Once when I was twenty or so, when I was just starting to settle down and thought I might do something clever with my life, I studied a little history of this and that on the public com and I came across some old music-really old stuff, from just a few years after sound recording was invented, before they used kunstkopf or added images or subsonics or anything. It was just sound, not even as real or as complex as you get from a cheap com speaker, but it was still music, it still had a beat and a melody and lyrics, and simple as it was, it could be pretty catchy. I don't know what the hell it was doing in open storage, but there it was, forty or fifty hours of audio, three or four hundred years old, and I listened to most of it. All from Earth, of course-I mean, some of it was prespace-travel stuff, let alone star travel!

Anyway, there were some songs in there by some minstrels, or a concert band, or whatever they were back then, called the Doors, and two of those songs stuck with me because they fit the situation there in Nightside City.

The one I thought of as I looked up at the sky there was "Waiting for the Sun." We were all of us waiting for the sun.

When people first discovered that the nightside of Epimetheus was habitable, they didn't think the planet was turning. It looked about as tidelocked as any planet ever was-which was damned strange, when a system's as young as this one is, but what the hell, it just wasn't moving, so far as they could see.
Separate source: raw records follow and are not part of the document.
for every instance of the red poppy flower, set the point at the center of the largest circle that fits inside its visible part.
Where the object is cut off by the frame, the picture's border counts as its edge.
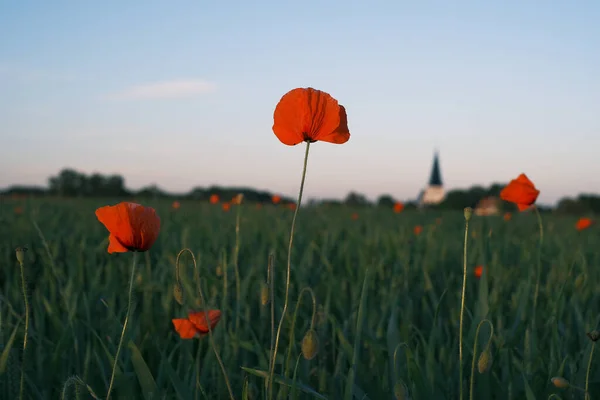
(195, 325)
(583, 223)
(520, 191)
(310, 115)
(132, 226)
(398, 207)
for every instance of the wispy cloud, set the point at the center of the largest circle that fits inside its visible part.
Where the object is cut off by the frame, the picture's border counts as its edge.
(173, 89)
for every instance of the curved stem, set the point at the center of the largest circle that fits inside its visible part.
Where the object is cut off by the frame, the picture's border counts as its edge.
(587, 374)
(289, 267)
(312, 324)
(112, 376)
(475, 351)
(205, 311)
(462, 309)
(26, 334)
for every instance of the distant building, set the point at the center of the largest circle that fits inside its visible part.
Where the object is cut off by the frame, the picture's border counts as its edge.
(488, 206)
(434, 193)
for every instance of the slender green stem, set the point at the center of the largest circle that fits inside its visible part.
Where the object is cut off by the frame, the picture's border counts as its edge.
(475, 352)
(112, 375)
(312, 324)
(289, 268)
(587, 374)
(539, 264)
(462, 308)
(205, 311)
(236, 253)
(26, 334)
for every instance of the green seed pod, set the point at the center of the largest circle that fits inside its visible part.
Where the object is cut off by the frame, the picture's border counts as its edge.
(310, 344)
(468, 212)
(594, 335)
(178, 293)
(560, 382)
(264, 294)
(485, 361)
(400, 391)
(20, 252)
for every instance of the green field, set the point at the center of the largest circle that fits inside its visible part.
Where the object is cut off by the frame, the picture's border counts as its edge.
(78, 300)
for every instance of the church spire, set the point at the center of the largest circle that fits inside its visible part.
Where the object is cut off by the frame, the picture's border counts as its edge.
(436, 177)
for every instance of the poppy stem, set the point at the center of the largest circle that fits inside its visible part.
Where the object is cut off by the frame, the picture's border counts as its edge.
(462, 303)
(289, 267)
(475, 351)
(539, 264)
(205, 311)
(21, 259)
(587, 374)
(112, 376)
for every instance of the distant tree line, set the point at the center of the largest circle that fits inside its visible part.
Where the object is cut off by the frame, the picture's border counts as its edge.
(71, 183)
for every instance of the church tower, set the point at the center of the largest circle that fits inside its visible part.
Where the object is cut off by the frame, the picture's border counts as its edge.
(434, 193)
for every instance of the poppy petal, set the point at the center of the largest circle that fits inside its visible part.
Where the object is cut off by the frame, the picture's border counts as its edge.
(199, 319)
(184, 328)
(305, 114)
(114, 246)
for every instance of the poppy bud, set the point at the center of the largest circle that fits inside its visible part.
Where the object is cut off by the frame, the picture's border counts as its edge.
(579, 281)
(400, 391)
(264, 294)
(594, 335)
(560, 382)
(178, 293)
(485, 361)
(310, 344)
(20, 252)
(468, 212)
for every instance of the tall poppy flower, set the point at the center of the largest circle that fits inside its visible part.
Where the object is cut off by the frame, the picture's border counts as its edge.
(195, 324)
(520, 191)
(132, 226)
(583, 223)
(310, 115)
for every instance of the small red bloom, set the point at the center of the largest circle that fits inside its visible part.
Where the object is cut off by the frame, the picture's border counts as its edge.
(195, 325)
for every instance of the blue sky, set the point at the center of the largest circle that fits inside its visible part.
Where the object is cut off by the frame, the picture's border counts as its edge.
(182, 93)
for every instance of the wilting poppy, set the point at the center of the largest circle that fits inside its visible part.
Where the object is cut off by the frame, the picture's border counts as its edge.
(132, 226)
(398, 207)
(520, 191)
(310, 115)
(237, 199)
(583, 223)
(195, 325)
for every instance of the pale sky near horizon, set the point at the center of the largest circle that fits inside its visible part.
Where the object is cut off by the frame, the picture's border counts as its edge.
(181, 94)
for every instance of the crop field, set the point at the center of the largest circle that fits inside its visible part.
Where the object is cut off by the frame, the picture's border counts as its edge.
(379, 299)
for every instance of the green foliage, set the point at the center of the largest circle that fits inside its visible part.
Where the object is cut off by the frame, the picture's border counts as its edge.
(405, 335)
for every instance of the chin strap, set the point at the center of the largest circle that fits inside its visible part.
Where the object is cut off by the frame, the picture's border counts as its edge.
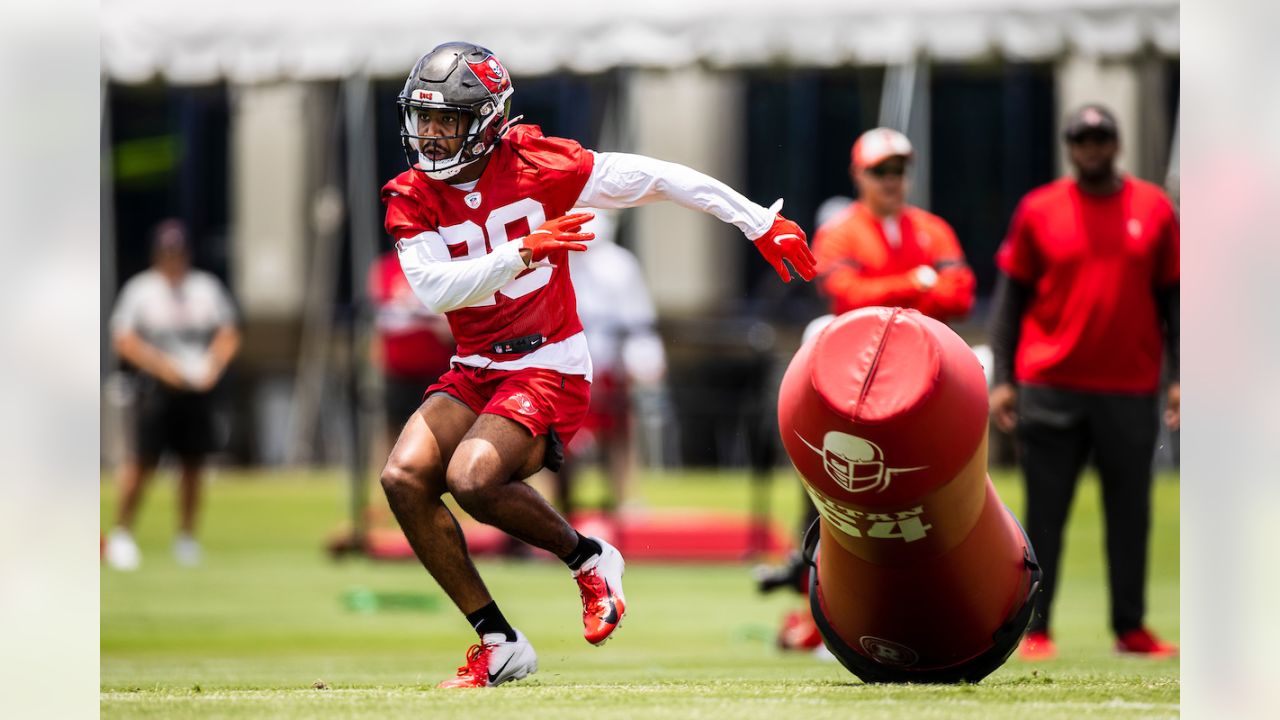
(507, 126)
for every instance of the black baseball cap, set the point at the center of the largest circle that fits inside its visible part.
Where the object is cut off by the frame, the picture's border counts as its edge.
(1091, 118)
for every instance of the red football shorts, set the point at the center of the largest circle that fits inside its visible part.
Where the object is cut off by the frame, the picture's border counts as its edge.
(535, 397)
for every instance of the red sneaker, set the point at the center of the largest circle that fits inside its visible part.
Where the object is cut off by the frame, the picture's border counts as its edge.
(599, 580)
(1037, 646)
(494, 661)
(799, 630)
(1144, 643)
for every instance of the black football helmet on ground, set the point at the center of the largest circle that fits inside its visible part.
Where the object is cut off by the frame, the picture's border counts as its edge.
(466, 78)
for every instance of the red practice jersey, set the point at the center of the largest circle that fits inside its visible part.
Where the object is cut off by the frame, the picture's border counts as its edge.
(530, 178)
(1093, 264)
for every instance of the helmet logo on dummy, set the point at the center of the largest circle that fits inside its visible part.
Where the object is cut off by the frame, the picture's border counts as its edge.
(855, 464)
(492, 74)
(888, 652)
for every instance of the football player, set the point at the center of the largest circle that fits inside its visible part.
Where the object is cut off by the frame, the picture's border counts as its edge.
(483, 222)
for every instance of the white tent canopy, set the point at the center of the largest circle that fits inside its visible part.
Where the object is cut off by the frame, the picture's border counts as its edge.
(268, 40)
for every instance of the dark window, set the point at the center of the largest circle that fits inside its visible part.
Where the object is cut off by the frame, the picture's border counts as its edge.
(169, 158)
(992, 140)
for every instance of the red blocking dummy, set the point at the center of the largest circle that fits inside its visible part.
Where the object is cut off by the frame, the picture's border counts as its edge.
(922, 574)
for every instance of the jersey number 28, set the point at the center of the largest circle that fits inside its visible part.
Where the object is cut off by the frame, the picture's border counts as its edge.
(472, 236)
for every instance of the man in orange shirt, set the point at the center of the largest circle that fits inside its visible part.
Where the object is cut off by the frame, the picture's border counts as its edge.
(876, 251)
(882, 251)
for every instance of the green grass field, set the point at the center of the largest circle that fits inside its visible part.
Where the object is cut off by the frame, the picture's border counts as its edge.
(261, 623)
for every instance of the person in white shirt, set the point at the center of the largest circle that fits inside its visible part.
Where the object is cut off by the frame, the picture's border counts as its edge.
(618, 320)
(176, 326)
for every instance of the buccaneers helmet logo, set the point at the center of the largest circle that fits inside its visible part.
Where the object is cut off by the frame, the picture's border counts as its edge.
(855, 464)
(888, 652)
(492, 74)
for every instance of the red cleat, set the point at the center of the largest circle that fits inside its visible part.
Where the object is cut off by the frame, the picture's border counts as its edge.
(1142, 642)
(799, 630)
(1037, 646)
(494, 661)
(599, 579)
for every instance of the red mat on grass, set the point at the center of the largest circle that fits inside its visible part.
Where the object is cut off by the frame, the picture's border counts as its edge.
(672, 536)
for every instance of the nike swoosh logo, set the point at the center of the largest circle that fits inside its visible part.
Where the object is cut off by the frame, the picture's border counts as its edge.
(493, 677)
(612, 616)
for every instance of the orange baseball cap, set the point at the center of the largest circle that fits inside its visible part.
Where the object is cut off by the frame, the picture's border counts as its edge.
(877, 145)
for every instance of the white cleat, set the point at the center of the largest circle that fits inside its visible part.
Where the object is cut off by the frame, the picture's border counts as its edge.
(494, 661)
(122, 552)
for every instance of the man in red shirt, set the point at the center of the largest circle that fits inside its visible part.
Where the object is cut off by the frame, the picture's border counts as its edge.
(411, 347)
(483, 236)
(876, 251)
(1088, 291)
(882, 251)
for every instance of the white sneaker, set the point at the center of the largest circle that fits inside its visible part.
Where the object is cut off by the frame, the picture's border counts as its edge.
(186, 551)
(494, 661)
(599, 582)
(122, 552)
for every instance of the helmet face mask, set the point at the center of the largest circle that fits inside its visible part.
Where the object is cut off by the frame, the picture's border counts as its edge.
(464, 78)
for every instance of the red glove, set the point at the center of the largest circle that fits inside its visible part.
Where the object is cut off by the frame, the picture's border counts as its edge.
(786, 241)
(558, 235)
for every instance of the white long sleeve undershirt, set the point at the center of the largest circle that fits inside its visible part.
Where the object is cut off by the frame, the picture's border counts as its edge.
(446, 285)
(617, 180)
(621, 180)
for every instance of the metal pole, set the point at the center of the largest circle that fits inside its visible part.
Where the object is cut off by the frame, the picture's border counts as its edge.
(362, 212)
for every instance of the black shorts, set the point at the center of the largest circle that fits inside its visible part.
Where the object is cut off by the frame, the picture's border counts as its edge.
(172, 419)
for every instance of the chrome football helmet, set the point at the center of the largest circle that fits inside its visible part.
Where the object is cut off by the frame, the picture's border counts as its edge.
(464, 78)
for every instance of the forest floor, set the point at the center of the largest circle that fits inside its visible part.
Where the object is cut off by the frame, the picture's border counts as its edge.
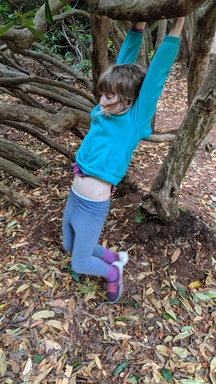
(58, 329)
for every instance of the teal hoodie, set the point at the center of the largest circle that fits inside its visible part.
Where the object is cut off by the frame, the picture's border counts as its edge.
(107, 149)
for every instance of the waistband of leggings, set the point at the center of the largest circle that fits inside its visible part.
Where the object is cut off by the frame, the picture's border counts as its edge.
(86, 198)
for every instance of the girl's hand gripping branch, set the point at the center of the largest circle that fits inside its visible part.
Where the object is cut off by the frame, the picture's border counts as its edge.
(176, 29)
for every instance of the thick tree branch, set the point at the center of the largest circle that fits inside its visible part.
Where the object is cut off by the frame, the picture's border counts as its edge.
(14, 197)
(58, 123)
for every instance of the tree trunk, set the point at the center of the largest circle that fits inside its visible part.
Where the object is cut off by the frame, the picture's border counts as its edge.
(200, 118)
(203, 35)
(20, 173)
(143, 9)
(20, 155)
(100, 33)
(14, 197)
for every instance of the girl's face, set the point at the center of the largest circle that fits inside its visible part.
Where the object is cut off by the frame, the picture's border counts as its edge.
(109, 103)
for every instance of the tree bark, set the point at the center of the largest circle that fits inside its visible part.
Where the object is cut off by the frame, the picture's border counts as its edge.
(20, 173)
(100, 33)
(52, 123)
(43, 138)
(203, 35)
(14, 197)
(145, 10)
(162, 199)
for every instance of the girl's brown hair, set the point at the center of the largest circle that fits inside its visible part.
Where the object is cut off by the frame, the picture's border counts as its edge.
(123, 80)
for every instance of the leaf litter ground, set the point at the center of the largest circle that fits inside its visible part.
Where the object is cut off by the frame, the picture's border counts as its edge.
(58, 329)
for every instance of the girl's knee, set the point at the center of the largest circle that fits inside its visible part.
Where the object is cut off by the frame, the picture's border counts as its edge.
(79, 267)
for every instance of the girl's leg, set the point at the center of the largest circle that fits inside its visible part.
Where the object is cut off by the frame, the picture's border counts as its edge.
(87, 220)
(105, 254)
(110, 257)
(82, 225)
(67, 229)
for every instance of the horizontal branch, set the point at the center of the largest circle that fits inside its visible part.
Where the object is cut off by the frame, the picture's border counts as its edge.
(14, 197)
(53, 123)
(146, 10)
(43, 138)
(20, 155)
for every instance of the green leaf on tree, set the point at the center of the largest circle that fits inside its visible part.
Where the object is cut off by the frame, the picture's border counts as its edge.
(6, 28)
(36, 33)
(48, 13)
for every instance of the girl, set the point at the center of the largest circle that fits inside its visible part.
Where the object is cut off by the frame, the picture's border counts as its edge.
(120, 120)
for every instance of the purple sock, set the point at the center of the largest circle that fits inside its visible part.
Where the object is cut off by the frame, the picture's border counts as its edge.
(112, 274)
(109, 256)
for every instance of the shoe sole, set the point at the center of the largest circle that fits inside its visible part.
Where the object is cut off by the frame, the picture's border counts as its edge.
(123, 257)
(119, 265)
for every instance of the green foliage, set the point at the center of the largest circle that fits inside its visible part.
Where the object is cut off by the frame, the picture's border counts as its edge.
(20, 19)
(48, 13)
(5, 8)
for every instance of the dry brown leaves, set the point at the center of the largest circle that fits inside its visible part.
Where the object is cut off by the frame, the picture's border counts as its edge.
(55, 329)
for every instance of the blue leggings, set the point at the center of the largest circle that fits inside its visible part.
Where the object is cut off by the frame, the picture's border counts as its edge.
(83, 222)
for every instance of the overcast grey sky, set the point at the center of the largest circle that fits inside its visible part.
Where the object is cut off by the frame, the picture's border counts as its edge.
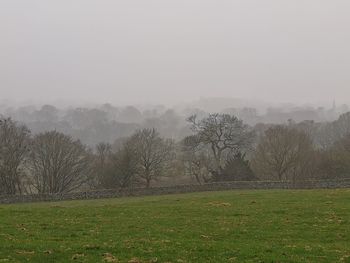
(173, 50)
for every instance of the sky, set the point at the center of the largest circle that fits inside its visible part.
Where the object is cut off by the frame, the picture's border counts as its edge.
(166, 51)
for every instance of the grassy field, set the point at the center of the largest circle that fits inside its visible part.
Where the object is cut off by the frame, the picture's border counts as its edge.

When they checked closely here in the crater, they found a little movement, well under two meters a day, and they put it down to volcanic activity, or instrument error, or continental drift-a rotation that slow wasn't considered possible, since it couldn't be stable, and Epimetheus is pretty damn tectonically active, not to mention having one hell of a lot of plates sliding around, so they called it continental drift and forgot about it. The miners came in, picking up the radioactives and the heavy metals, and they built their boomtown in this big impact crater, the only crater on the planet big enough and stable enough to provide a decent shelter, near the dawn line but safely in the dark, and everything was fine until somebody noticed that the city was still moving, and always in the same direction, toward the dayside.

It wasn't supposed to keep moving, you see. Nightside City was supposed to stay in the dark forever and ever, until the heat-death of the universe or the Big Crunch or whatever.